The most compressed telling of the Musa-Pharaoh story anywhere in the Quran — twelve ayahs where other surahs use sixty. No burning bush, no staff, no sorcerers, no sea. Just the skeleton: God called Musa, sent him to Pharaoh who had transgressed, offered purification and guidance. Pharaoh denied, gathered, proclaimed himself the highest lord — and God seized him as an exemplary punishment.
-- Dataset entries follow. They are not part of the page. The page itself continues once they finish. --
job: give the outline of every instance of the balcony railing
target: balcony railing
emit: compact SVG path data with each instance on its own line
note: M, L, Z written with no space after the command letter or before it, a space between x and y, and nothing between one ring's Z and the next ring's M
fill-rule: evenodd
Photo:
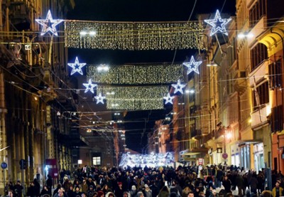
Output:
M268 75L268 60L262 61L253 70L249 73L249 85L251 87L254 87L254 84L263 80L266 75Z
M265 105L251 114L251 127L255 128L268 122L267 117L271 113L271 107Z

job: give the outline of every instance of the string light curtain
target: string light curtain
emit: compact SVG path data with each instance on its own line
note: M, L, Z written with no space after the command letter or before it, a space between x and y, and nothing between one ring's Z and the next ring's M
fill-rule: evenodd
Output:
M164 107L163 96L168 93L168 86L106 87L99 85L97 91L106 95L108 110L161 110Z
M82 31L84 34L80 34ZM65 21L65 46L119 50L204 49L200 21ZM92 32L92 33L91 33Z
M87 78L95 83L160 85L184 80L182 64L110 65L107 72L98 72L99 66L89 65L87 68Z

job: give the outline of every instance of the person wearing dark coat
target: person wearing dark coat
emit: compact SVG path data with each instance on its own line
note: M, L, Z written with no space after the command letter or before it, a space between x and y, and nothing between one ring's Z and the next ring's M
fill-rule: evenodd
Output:
M23 193L23 187L21 184L21 181L18 181L16 184L15 185L15 186L13 188L13 193L14 193L14 196L13 196L21 197L22 196L22 193Z
M33 179L33 183L35 184L35 187L36 188L36 196L38 196L40 193L40 184L38 182L36 179Z
M236 184L239 190L239 196L243 196L246 193L246 188L244 186L244 181L243 176L238 174L236 177Z
M251 192L253 193L254 194L256 195L258 181L257 181L256 174L252 174L251 178L250 179L250 180L248 181L248 184L251 186Z
M46 186L48 186L50 195L51 195L51 188L53 187L53 179L50 175L48 175L48 180L46 180Z
M40 191L40 196L43 196L44 195L50 195L50 192L48 191L48 188L47 186L44 186L43 189Z
M231 180L228 179L228 176L226 176L226 175L225 176L222 184L225 188L226 193L231 193ZM226 195L224 195L224 196L226 196Z
M28 188L27 196L31 197L36 197L36 188L33 182L30 183L30 186Z
M124 196L124 188L122 187L122 183L119 182L117 187L114 190L114 195L116 197L123 197Z

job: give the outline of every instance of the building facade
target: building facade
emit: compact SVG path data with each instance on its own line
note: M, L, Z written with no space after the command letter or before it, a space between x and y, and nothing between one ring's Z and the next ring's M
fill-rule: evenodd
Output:
M0 1L0 154L8 164L0 188L8 181L26 186L34 178L43 185L48 173L56 183L58 171L71 169L70 142L77 139L62 140L72 121L62 112L75 111L76 105L72 92L57 91L68 87L63 38L41 36L35 19L48 10L54 18L65 18L74 6L73 1Z

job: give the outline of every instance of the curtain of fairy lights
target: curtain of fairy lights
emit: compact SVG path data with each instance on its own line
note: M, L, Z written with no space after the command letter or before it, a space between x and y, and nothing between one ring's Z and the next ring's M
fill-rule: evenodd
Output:
M200 21L65 21L65 46L119 50L203 49ZM83 33L84 32L84 33Z
M133 167L135 166L147 166L151 167L173 166L175 162L175 157L173 152L165 154L131 154L129 153L124 154L119 163L119 166Z
M109 110L162 110L163 95L168 86L106 87L99 85L97 93L102 92L106 98Z
M116 85L170 84L183 80L183 66L175 65L111 65L98 72L99 65L89 65L87 77L94 82Z

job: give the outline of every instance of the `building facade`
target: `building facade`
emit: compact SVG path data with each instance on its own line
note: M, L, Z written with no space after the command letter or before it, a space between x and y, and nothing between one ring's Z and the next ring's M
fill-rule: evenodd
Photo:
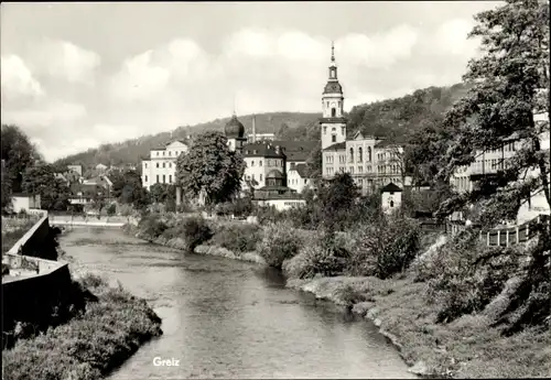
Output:
M143 187L151 189L154 184L175 184L176 161L180 154L186 154L190 142L175 140L165 146L152 149L148 160L142 161L141 181Z
M338 83L334 50L327 84L322 95L322 175L325 178L338 173L349 173L363 195L389 183L401 187L406 185L402 146L388 144L375 137L365 137L360 131L350 140L347 139L344 94Z

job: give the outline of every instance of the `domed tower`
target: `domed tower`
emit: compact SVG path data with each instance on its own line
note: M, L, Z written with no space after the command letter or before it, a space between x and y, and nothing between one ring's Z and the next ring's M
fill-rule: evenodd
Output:
M343 87L338 83L335 46L331 45L329 77L322 95L322 149L346 140Z
M237 119L237 116L235 113L226 123L226 127L224 127L224 133L228 139L229 149L241 153L244 143L247 141L247 138L245 138L245 127Z

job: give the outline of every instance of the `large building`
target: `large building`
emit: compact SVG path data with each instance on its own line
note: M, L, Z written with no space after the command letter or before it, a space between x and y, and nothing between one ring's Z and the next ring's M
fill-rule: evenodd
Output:
M344 94L338 83L334 48L322 95L322 111L320 123L324 177L349 173L364 195L389 183L401 187L407 185L401 146L375 137L365 137L360 131L347 139Z
M154 184L174 184L176 182L176 160L187 153L190 142L175 140L164 146L154 148L148 160L142 161L141 182L150 189Z

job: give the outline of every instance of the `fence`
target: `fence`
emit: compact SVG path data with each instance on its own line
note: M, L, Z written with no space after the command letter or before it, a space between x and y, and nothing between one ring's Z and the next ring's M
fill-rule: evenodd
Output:
M526 242L536 236L536 226L543 222L550 222L549 215L539 215L537 218L527 221L519 226L504 227L504 228L493 228L493 229L482 229L479 231L479 238L485 241L488 247L509 247L521 242ZM447 234L455 235L462 230L465 230L466 226L447 224Z

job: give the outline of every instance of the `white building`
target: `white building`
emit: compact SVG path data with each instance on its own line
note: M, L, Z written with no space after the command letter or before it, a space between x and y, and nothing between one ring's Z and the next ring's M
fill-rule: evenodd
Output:
M180 154L186 154L190 142L175 140L165 146L152 149L149 160L142 161L141 181L143 187L150 189L158 183L174 184L176 182L176 161Z
M338 83L334 51L331 56L329 77L322 96L322 110L324 177L349 173L363 195L389 183L404 185L401 146L387 144L375 137L364 137L360 131L356 132L352 140L346 139L344 95Z
M83 176L83 165L67 165L68 171L73 171L78 173L79 176Z
M13 213L29 213L31 209L41 208L40 194L19 193L11 196Z
M287 185L299 194L305 188L312 187L312 182L306 175L306 164L291 164L288 171Z

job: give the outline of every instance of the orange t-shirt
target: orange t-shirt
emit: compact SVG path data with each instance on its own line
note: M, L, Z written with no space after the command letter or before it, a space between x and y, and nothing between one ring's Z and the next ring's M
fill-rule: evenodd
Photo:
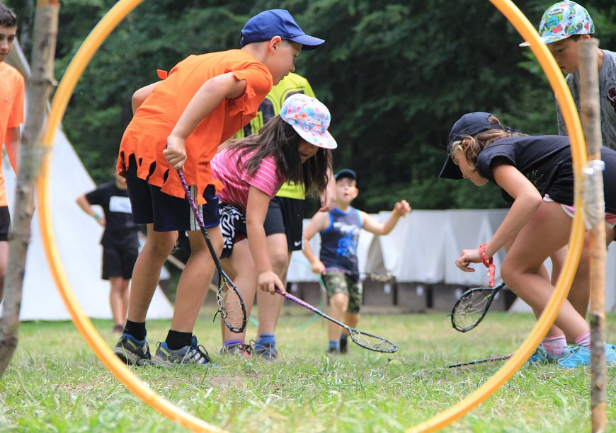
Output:
M201 86L227 72L238 80L246 80L246 91L239 98L222 100L186 139L184 178L188 185L197 185L196 195L203 204L203 190L214 183L210 161L218 146L256 116L259 105L272 88L269 69L245 51L193 55L176 65L137 109L125 131L118 161L120 173L123 174L134 154L139 178L161 187L166 194L183 197L179 178L170 172L163 155L167 137Z
M0 62L0 137L8 146L6 132L23 123L23 77L19 71L6 62ZM1 148L0 148L1 149ZM13 150L13 149L11 149ZM0 158L0 206L8 206L2 158Z

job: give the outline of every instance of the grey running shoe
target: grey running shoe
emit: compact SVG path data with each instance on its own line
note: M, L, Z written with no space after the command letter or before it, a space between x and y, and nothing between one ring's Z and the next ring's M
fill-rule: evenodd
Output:
M127 365L149 365L152 359L147 342L136 340L129 334L122 334L113 353Z
M278 357L278 350L276 343L256 342L254 345L254 353L267 361L273 361Z
M156 352L152 357L152 363L158 366L173 366L178 364L206 365L210 364L210 355L205 347L197 344L197 337L193 335L190 346L171 350L165 342L156 345Z
M571 354L571 348L569 346L563 348L562 353L558 356L554 356L547 353L543 345L539 345L532 354L527 359L526 362L530 365L547 365L548 364L558 364L561 359L564 359Z

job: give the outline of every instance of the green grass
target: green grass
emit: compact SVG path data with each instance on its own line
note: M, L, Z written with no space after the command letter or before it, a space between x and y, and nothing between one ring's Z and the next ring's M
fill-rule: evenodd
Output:
M461 334L445 313L365 316L360 329L398 344L394 354L350 342L350 354L326 357L325 321L296 328L304 310L285 307L277 337L283 359L268 363L217 354L219 326L204 308L195 330L217 366L135 368L153 389L190 413L229 431L399 432L460 401L502 362L447 369L516 349L534 324L527 315L491 313ZM614 316L608 335L616 337ZM110 345L111 323L95 321ZM152 346L169 322L148 323ZM249 337L254 337L250 325ZM590 431L588 369L520 371L445 431ZM608 431L616 431L616 369L608 369ZM0 430L183 431L135 397L90 351L71 323L27 323L0 381Z

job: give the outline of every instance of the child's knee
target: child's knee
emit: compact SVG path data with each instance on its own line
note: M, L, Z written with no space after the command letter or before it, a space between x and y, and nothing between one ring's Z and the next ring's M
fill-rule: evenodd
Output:
M348 306L348 296L338 292L329 299L329 305L340 310L346 310Z
M286 248L284 250L272 251L270 254L272 267L276 274L280 275L285 272L285 269L287 267L287 257Z

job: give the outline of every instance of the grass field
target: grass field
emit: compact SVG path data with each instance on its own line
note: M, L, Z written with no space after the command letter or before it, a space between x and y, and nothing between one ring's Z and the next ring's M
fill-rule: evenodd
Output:
M476 390L502 365L447 369L449 363L515 350L534 324L530 315L489 313L475 330L454 330L446 314L372 315L358 327L400 347L377 354L349 342L346 356L324 355L325 322L285 307L277 337L281 359L221 357L219 326L204 307L195 334L217 366L134 371L159 393L232 432L399 432ZM608 334L616 338L616 316ZM110 322L95 321L108 342ZM152 351L169 322L148 323ZM249 337L256 329L249 328ZM491 398L447 427L462 432L590 431L590 374L523 366ZM608 371L609 431L616 431L616 368ZM135 397L90 351L70 322L26 323L0 382L0 430L183 431Z

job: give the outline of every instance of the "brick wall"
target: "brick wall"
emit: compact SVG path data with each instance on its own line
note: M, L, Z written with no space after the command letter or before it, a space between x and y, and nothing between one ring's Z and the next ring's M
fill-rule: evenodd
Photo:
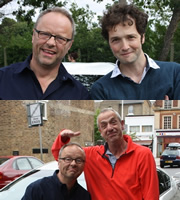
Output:
M0 155L12 155L18 151L19 155L33 154L33 148L40 148L39 130L42 134L42 146L48 149L43 154L45 162L53 160L51 146L63 128L81 131L81 135L74 138L81 145L93 141L94 131L94 101L48 101L47 120L43 126L28 127L27 104L35 101L1 101L0 103Z

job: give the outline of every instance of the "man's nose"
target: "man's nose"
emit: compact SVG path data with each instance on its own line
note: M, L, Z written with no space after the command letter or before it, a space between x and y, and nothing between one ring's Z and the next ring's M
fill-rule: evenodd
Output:
M121 48L122 48L122 50L127 50L128 48L129 48L129 43L128 43L128 41L127 40L122 40L122 43L121 43Z
M112 130L112 129L113 129L112 124L107 124L107 129L108 129L108 130Z
M46 43L49 44L49 45L56 45L56 39L55 39L55 37L54 37L54 36L51 36L51 37L47 40Z

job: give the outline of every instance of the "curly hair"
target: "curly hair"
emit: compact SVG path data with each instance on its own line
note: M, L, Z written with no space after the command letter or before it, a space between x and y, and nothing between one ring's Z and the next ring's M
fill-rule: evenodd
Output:
M101 19L102 36L109 40L109 30L118 24L125 25L125 23L128 23L129 26L132 26L132 19L134 19L136 29L142 37L146 31L148 15L132 4L114 4L107 12L104 12L104 16Z

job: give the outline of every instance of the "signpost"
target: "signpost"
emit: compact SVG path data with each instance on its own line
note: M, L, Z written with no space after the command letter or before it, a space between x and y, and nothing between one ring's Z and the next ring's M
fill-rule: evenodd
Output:
M41 134L41 126L43 125L42 104L41 103L28 104L27 114L28 114L29 128L33 126L39 126L40 152L41 152L41 160L43 160L42 134Z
The Question That Cannot Be AnsweredAyahs 27–33

A-antum ashaddu khalqan ami as-sama'? — Are you a more difficult creation, or the heaven? He built it. The surah wheels from narrative to direct confrontation. The heaven raised and proportioned, the earth spread, water drawn, mountains anchored — all provision for you. The question cannot be answered without conceding that resurrection is within God's power. Silence concedes it too.

✦ Structural pivot
The Hour and the Dissolving AfternoonAyahs 34–46

The great overwhelming event arrives. Two fates in perfect parallel: the one who transgressed and preferred worldly life finds the Fire; the one who feared standing before their Lord and restrained the self from desire finds the Garden. Then the Quraysh ask when — and the answer strips the question bare: you are only a warner. And when they see it, a lifetime will feel like an afternoon or its morning.